On Fri, Sep 30, 2022 at 06:04:08PM +0100, Valentin Schneider wrote:
[...]

> > next_cpu is a valid CPU number for all, but not for cpumask_next().
> > The warning is valid. If we are at the very last cpu, what for we look
> > for next?
> >
>
> Consider:
>
> nr_cpu_ids=4
>
> A)
> cpumask: 0.1.1.0
> CPU 0 1 2 3
> n ^
> result: nr_cpu_ids
>
> B)
> cpumask: 0.0.1.1
> CPU 0 1 2 3
> n ^
> result: nr_cpu_ids + WARN
>
> Both scenarios are identical from a user perspective: a valid CPU number
> was passed in (either from smp_processor_id() or from a previous call to
> cpumask_next*()), but there are no more bits set in the cpumask. There's no
> more CPUs to search for in both scenarios, but only one produces as WARN.

It seems I have to repeat it for the 3rd time.

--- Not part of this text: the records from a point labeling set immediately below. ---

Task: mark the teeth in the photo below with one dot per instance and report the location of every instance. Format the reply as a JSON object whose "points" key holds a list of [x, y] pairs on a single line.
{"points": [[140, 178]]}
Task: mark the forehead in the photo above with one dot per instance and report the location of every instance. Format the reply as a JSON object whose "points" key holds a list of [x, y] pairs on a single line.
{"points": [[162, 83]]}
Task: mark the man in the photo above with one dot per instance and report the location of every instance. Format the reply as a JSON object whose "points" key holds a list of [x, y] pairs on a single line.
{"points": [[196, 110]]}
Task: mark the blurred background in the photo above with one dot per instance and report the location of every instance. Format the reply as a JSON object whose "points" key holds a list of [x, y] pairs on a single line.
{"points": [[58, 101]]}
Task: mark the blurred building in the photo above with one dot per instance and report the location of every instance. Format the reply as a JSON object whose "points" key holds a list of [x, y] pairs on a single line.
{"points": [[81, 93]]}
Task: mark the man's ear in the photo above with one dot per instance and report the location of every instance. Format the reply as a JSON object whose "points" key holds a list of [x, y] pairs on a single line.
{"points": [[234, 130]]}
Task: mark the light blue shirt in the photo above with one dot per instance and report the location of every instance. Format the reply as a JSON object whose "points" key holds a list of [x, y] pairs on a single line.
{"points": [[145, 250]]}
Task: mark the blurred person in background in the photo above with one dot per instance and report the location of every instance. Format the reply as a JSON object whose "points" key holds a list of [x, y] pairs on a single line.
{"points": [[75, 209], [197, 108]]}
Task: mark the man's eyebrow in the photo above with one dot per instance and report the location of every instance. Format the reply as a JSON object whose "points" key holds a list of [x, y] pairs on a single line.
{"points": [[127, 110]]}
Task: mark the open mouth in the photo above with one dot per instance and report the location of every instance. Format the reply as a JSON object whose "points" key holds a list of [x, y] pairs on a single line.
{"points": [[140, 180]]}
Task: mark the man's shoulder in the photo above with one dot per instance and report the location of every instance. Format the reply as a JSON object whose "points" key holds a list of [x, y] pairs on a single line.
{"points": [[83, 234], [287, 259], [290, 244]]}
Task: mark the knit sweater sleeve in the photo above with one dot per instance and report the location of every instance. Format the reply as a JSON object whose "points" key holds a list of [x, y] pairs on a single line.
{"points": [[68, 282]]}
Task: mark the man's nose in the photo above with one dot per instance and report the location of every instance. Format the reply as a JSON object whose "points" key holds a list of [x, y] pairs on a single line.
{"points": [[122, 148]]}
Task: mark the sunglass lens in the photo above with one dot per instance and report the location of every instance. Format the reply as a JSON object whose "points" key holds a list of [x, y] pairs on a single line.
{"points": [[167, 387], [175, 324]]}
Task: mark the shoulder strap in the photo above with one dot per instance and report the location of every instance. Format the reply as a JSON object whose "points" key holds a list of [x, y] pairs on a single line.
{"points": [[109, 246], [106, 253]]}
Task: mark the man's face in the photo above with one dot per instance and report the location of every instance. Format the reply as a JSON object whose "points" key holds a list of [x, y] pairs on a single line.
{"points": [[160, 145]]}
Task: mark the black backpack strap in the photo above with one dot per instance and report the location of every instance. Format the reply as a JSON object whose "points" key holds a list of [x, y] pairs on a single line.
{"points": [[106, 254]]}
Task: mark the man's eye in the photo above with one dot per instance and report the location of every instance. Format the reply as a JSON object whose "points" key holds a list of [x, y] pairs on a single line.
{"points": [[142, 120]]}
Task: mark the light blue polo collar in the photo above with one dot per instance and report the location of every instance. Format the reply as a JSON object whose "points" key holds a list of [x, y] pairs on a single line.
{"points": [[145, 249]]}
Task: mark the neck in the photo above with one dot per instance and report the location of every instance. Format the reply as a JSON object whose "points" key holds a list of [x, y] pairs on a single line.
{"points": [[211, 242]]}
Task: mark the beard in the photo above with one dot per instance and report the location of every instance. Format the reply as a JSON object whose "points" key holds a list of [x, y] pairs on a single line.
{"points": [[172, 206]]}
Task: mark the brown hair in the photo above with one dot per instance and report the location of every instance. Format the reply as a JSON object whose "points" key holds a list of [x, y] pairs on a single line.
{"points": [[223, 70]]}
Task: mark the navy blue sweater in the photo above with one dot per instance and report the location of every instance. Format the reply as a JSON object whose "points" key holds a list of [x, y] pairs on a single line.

cpumask_next() takes shifted cpu index. That's why cpumask_check()
must shift the index in the other direction to keep all that
checking logic consistent.

This is a bad design, and all users of cpumask_next() must be aware of
this pitfall.

[...]

> > Maybe we should consider nr_cpu_ids as a special valid index for
> > cpumask_check(), a sign of the end of an array. This would help to
> > silence many warnings, like this one. For now I'm leaning towards that
> > it's more a hack than a meaningful change.
> >
>
> I agree, we definitely want to warn for e.g.
>
> cpumask_set_cpu(nr_cpu_ids, ...);
>
> Could we instead make cpumask_next*() immediately return nr_cpu_ids when
> passed n=nr_cpu_ids-1?

This is what FIND_NEXT_BIT() does. If you're suggesting to silence the
warning - what for do we need it at all?

> Also, what about cpumask_next_wrap()? That uses cpumask_next() under the
> hood and is bound to warn when wrapping after n=nr_cpu_ids-1, I think.

I'm working on a fix for it. Hopefully will merge it in next window.

Thanks,
Yury